Angelica Ellis is a multidisciplinary artist who specialises in fashion design and hand embroidery. Within Ellis' current methods she collects and transforms materials into embellishment for embroidery. For my MA I started to make bio sequins and other biomaterials in order to find new ways to sustainably embroider fabrics and find new materials for textiles. Ellis practices resourcefulness by creating from items that are around her. She practices slow fashion, small and handmade and wants to be a part of a growing movement designers using creativity as a vehicle for slowing down the excesses of today's fashion industry, the concepts for Ellis' work are always narrative driven. Identity and communities often inspire her within her processes.
When I began my journey at the RCA, my focus was on exploring aesthetics and beauty in design for people with disabilities. I was deeply concerned about the lack of consideration given to aesthetics in items or clothing designed for this community, as they often prioritize functionality over aesthetics.
I found myself questioning the significance of beauty for individuals like myself who have disabilities or chronic conditions. During my dissertation research, I discovered an answer that resonated with my own experiences: beauty offers a respite from the mundane.
In fact, aesthetics play a vital role in preserving mental health. People with disabilities already face numerous challenges, and no one needs a break from the ordinary more than they do. Drawing upon my expertise in working with couture embroidery ateliers, I sought to harness the beauty and aesthetics of embroidery and integrate them into designs and narratives for people with disabilities.
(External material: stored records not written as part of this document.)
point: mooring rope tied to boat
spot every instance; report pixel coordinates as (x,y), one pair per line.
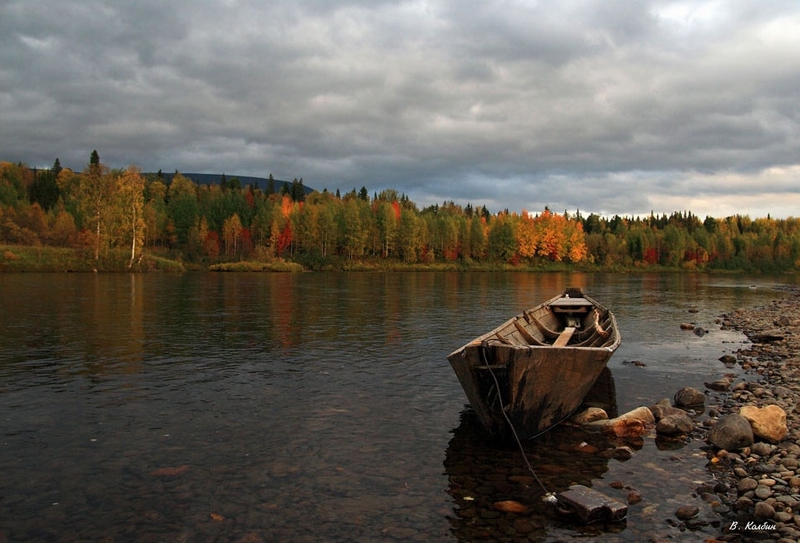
(549,496)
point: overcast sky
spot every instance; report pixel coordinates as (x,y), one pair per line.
(606,106)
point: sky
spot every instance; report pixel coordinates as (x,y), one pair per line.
(598,106)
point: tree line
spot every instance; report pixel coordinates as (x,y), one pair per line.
(101,209)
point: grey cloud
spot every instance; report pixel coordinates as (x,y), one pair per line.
(596,105)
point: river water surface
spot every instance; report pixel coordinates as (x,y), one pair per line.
(320,407)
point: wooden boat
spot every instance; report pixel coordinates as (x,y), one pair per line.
(537,366)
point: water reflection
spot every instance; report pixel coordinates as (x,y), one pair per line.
(482,473)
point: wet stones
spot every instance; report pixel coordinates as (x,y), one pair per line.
(732,432)
(768,422)
(689,397)
(675,424)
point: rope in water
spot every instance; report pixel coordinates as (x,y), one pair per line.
(548,494)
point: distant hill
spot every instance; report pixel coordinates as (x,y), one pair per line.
(244,180)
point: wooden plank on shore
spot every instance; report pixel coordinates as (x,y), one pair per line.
(590,505)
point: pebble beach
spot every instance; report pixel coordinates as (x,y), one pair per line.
(756,485)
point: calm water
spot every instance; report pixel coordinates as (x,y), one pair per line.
(316,407)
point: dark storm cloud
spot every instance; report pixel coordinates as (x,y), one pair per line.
(603,106)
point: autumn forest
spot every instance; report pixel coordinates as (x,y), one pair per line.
(116,218)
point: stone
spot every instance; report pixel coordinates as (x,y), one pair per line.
(675,425)
(663,408)
(687,511)
(619,453)
(768,422)
(783,516)
(747,484)
(590,505)
(763,492)
(510,506)
(764,510)
(728,359)
(634,496)
(624,428)
(689,397)
(720,385)
(634,423)
(761,448)
(767,337)
(732,432)
(591,414)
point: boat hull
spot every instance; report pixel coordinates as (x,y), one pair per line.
(536,385)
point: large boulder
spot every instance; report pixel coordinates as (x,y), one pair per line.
(732,432)
(768,422)
(689,397)
(634,423)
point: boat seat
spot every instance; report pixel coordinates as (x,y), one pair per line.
(564,337)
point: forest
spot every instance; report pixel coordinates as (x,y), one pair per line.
(102,211)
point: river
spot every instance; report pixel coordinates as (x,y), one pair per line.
(320,406)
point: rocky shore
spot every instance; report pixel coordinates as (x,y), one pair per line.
(749,420)
(757,490)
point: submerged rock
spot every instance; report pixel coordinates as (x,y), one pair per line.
(675,424)
(588,415)
(768,423)
(689,397)
(732,432)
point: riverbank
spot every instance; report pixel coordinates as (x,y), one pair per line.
(47,259)
(757,490)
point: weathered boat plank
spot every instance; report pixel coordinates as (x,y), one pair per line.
(545,362)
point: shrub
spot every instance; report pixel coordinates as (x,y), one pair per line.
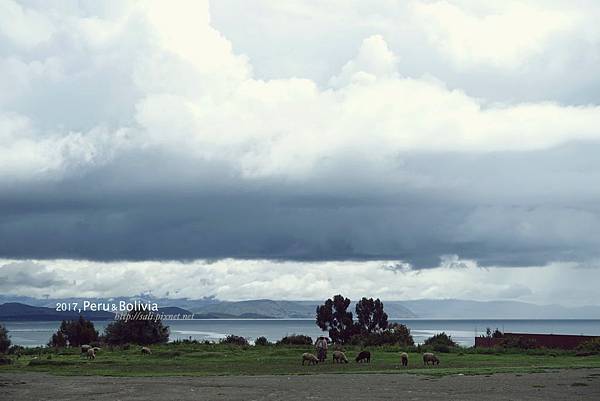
(234,340)
(295,339)
(262,341)
(395,334)
(5,361)
(440,339)
(4,339)
(16,350)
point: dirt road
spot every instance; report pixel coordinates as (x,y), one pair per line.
(580,384)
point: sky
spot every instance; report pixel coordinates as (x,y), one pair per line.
(293,150)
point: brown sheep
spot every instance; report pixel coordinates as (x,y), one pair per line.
(429,357)
(339,356)
(404,358)
(363,356)
(312,360)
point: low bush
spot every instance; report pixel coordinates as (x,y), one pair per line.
(5,360)
(262,341)
(440,339)
(395,334)
(234,340)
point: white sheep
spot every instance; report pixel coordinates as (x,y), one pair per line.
(404,358)
(91,353)
(312,360)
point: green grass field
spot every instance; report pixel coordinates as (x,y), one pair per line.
(217,359)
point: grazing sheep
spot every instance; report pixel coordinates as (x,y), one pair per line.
(364,356)
(91,353)
(404,358)
(429,357)
(339,356)
(312,360)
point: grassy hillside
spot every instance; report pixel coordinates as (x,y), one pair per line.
(217,359)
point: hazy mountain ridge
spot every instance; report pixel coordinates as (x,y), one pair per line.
(210,308)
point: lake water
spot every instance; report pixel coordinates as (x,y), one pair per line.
(31,334)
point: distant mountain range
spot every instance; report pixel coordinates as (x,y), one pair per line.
(19,311)
(25,308)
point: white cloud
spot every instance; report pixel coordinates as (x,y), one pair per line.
(232,279)
(191,94)
(505,36)
(149,95)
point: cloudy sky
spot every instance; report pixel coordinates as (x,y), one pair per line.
(245,149)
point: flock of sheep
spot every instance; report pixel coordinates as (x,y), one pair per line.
(90,351)
(338,356)
(365,356)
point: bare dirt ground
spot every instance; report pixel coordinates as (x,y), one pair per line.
(576,384)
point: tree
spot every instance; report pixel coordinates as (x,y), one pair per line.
(370,315)
(138,327)
(74,333)
(4,339)
(333,317)
(441,340)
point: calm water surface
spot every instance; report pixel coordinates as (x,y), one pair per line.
(463,331)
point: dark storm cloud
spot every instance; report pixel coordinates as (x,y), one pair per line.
(137,131)
(503,208)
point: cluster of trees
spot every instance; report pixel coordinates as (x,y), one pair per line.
(441,342)
(371,328)
(4,340)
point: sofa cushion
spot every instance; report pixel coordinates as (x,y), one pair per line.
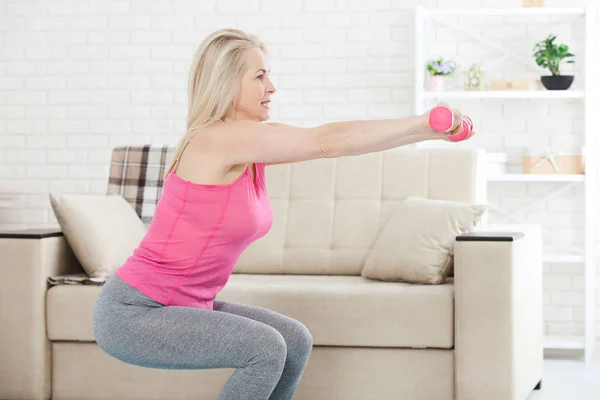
(338,310)
(102,230)
(417,243)
(327,212)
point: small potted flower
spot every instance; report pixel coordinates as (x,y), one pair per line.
(550,55)
(438,71)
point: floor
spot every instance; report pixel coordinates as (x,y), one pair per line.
(569,378)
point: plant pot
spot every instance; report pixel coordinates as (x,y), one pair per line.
(436,83)
(557,82)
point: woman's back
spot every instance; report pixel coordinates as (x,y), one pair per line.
(198,232)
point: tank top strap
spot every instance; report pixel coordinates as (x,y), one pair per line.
(187,141)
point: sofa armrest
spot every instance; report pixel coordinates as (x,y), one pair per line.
(28,258)
(498,312)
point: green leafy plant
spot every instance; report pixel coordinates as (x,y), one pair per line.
(441,67)
(550,55)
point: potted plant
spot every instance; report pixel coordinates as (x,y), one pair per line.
(550,55)
(439,69)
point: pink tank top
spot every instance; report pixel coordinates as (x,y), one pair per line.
(196,236)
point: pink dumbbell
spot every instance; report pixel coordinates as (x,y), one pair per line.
(441,119)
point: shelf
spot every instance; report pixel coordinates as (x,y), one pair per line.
(537,178)
(564,342)
(549,11)
(505,94)
(563,258)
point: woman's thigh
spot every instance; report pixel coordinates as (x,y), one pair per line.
(293,331)
(140,332)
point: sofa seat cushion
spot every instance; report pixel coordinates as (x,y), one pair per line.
(338,310)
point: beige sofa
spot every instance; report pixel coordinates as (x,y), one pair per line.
(476,337)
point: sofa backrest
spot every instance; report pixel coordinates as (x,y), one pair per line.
(327,212)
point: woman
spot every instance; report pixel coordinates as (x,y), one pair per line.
(159,310)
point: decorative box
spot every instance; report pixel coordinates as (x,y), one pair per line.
(516,84)
(497,163)
(553,163)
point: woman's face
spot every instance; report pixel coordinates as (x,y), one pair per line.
(252,102)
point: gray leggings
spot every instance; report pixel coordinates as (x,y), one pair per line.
(269,350)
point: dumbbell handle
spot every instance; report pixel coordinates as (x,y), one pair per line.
(442,119)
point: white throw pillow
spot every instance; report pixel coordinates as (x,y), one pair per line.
(102,230)
(417,243)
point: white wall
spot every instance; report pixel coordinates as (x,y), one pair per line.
(80,77)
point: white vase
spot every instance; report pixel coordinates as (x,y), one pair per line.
(436,83)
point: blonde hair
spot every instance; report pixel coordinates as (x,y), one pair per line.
(214,79)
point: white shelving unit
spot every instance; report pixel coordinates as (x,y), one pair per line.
(587,95)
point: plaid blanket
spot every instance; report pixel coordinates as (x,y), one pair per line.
(136,173)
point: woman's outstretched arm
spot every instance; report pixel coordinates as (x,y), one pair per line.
(240,142)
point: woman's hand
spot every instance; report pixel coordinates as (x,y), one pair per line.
(456,128)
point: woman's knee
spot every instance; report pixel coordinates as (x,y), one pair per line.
(302,338)
(270,346)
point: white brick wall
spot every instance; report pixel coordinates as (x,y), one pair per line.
(80,77)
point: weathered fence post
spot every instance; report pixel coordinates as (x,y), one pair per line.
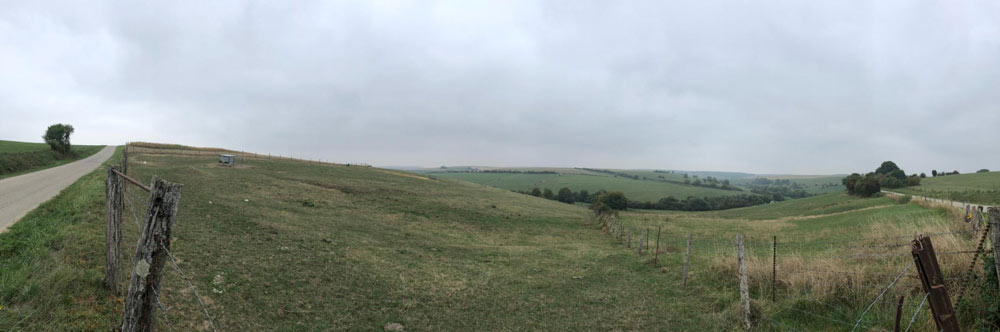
(656,252)
(642,239)
(114,193)
(125,160)
(774,268)
(994,215)
(150,255)
(899,314)
(933,283)
(744,288)
(687,260)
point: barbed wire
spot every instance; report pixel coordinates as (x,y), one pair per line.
(914,317)
(197,296)
(912,262)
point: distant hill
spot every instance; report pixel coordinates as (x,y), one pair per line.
(982,188)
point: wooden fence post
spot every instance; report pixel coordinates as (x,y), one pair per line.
(932,281)
(744,288)
(656,252)
(124,166)
(774,268)
(150,255)
(899,314)
(687,260)
(994,214)
(114,193)
(642,239)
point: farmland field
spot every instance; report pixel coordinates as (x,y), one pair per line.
(981,188)
(640,190)
(295,246)
(22,157)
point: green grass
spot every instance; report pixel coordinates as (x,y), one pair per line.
(302,247)
(18,158)
(51,264)
(292,246)
(640,190)
(981,188)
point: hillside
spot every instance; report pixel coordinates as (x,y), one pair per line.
(981,188)
(296,246)
(305,247)
(650,188)
(22,157)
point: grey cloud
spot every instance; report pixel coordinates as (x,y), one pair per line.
(770,87)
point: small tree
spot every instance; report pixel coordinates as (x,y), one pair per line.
(57,136)
(867,186)
(566,196)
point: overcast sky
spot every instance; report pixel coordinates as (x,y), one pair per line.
(756,86)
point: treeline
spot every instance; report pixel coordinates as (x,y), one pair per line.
(690,203)
(935,173)
(499,171)
(778,189)
(887,175)
(708,182)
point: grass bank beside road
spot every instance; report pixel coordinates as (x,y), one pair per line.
(18,158)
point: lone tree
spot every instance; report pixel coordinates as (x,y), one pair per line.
(57,136)
(566,195)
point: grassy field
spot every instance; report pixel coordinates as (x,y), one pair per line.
(294,246)
(981,188)
(835,256)
(640,190)
(17,158)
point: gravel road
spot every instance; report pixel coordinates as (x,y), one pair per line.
(21,194)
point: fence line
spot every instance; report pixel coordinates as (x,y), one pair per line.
(132,199)
(883,248)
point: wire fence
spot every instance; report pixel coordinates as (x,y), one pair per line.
(137,205)
(861,268)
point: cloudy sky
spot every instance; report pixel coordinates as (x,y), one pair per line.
(757,86)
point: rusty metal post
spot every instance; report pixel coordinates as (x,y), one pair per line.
(932,281)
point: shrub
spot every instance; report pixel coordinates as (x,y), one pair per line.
(566,196)
(57,136)
(614,200)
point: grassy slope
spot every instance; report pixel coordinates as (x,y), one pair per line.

My collection, "Framing Fragility," involves collaborating with women participants who have disabilities and designing around their bodies. Each participant actively contributes to my design process, wherein we create a wearable embroidery frame to document the sensations of pain in their bodies. I ask them, "How does it feel to be in your body?" Based on their responses, I create beautiful embroidery that visualizes their unique experiences, which I refer to as "textural stories." My aim is to provide people with disabilities with an enjoyable and interactive experience of connecting with their bodies by showcasing my embroidery interpretations of their experiences. Additionally, my process includes creating wire 3D drawings that specifically depict the areas affected most by their disabilities.